Bright Green and Proud



Most of the tools we use here were developed originally for the third world. Which makes for a good fit since Humboldt county never quite joined the other two worlds entirely. Other areas are working on developing personal rapid transit and we have been decades without a bus service to maternity care.

I mean even villages n the middle of India have a bus right?

During the mad rush of technological savagery called "privatization" we became an outpost, a place you could only reach by direct pilrimage. The laymidwives bear the brunt of the disconnection. No traditional maternity care means they have no local doctor to work under directly. You can read it in the tense drawn lines on their faces. It doesn't mean that there are no babies being born in the hills.

Laura has been pregnant before, her ten year old son holds her bag while she waits in the Blue House for the new Grameen signal. One of the reasons we recently constructed the CBE structure is because we get a better pointer in this spot, its flat,close to the road, and its easy to fence it off and just load in a bunch of keyhole gardens and water features.

The CBE houses are a mixture of high tech and low tech, shared spaces and dense private quarters.

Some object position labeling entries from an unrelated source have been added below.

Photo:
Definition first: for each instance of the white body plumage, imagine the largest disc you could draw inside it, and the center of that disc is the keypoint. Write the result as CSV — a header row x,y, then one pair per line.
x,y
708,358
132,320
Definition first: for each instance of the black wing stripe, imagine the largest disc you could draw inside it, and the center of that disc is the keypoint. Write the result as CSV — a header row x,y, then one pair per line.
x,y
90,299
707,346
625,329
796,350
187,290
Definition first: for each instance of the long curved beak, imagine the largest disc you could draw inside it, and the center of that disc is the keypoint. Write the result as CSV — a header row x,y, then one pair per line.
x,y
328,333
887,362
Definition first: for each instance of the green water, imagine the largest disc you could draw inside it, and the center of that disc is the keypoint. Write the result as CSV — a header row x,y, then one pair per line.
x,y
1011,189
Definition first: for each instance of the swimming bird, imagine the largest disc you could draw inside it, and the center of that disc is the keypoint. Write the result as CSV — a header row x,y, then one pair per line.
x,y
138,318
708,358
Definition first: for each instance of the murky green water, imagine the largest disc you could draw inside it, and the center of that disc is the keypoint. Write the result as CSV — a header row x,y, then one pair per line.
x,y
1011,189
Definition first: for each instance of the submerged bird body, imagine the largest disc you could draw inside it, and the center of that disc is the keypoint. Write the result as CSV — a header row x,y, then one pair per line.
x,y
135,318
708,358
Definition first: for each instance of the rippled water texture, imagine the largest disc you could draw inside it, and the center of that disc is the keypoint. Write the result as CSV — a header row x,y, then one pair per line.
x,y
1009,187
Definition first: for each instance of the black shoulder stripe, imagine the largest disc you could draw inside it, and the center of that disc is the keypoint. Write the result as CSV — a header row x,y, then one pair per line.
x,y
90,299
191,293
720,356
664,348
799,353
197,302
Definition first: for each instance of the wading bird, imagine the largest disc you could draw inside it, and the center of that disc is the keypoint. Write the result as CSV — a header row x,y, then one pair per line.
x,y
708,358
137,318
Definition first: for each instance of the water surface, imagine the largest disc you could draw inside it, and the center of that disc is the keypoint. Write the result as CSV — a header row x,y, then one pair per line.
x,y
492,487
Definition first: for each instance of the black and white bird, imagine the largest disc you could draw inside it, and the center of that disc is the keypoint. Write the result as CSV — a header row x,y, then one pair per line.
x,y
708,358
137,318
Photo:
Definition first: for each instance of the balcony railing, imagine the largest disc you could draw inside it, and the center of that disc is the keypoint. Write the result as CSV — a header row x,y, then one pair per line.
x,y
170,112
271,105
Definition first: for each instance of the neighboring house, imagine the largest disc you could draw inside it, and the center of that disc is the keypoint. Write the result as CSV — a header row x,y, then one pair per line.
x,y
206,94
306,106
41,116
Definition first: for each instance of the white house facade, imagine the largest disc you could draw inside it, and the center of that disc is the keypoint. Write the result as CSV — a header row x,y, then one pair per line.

The model is based on the 8,000 year old Persian house, with two stories and slightly angled roofs accessible for food processing and water storage. They are gated and locked down compounds with heavy doors which once opened reveal a charming courtyard and a view to the gardens.

Downstairs there are small kitchens on the south side of the building, and across the courtyard is a reception area and comm station. The signal extended beyond the comfortable rooms into the garden area, and even at the other end there was the first bones of a partially open garden study arching up. All around the edge of the new garden there were small groups of people sitting quietly together in the shade of a few Alder trees we kept as a green border. The building is rough, and yet lived in comfortably by its new inhabitants. Personal items were mostly laptops and phones, a few rugs maybe and a lot of instruments everywhere... mostly in cases tucked under beds. The comm room was a recording studio in its other night life.

The fountain in the courtyard was subtly connected to the wind tunnels that were still being constructed on the roof. A small solar pump moved the water so it could either help to cool the rooms, or heat them as needed. The valve systems simply switched the system to run through a heat sink once the outside conditions were cooler allowing the floors to quickly heat up.

The walls are thick and most of the time we have the windows cracked open a little.

Right now it was allowing Laura too talk to a doctor in Eureka. Vital signs and blood chemistry can all be monitored easily in this somewhat primitive setting. It seems primitive until one of other women comes in bearing a tray with nettle tea, dried apricots, figs and almonds.

The room was bathed in a soft blue glow, mostly because of the thin film monitors on the wall showing us the real time activity in several of our fishery projects tanks. A large thin film screen worked in mid level light with the ambient texture of a movie screen and a regular size image that can show a full body. The quality of the image was better today with the new satellite provider. The signal was choppy but steady. It is strange to me that we had to resort to a Bangladeshi outfit however moments like this confirmed my decision. Really being able to talk to a doctor is important. The touchscreen table helps with conferencing also, Laura sat and looked at educational materials with her young son and her Douala, as well as one of the midwives.

Collaboration across disciplines has always been a passion of mine. Bright Green superstructing allows all sorts of innovative thinkers to work together to create a fast paced iterative process that creates environmentally sensitive sophisticated and inexpensive technology to face all five threats.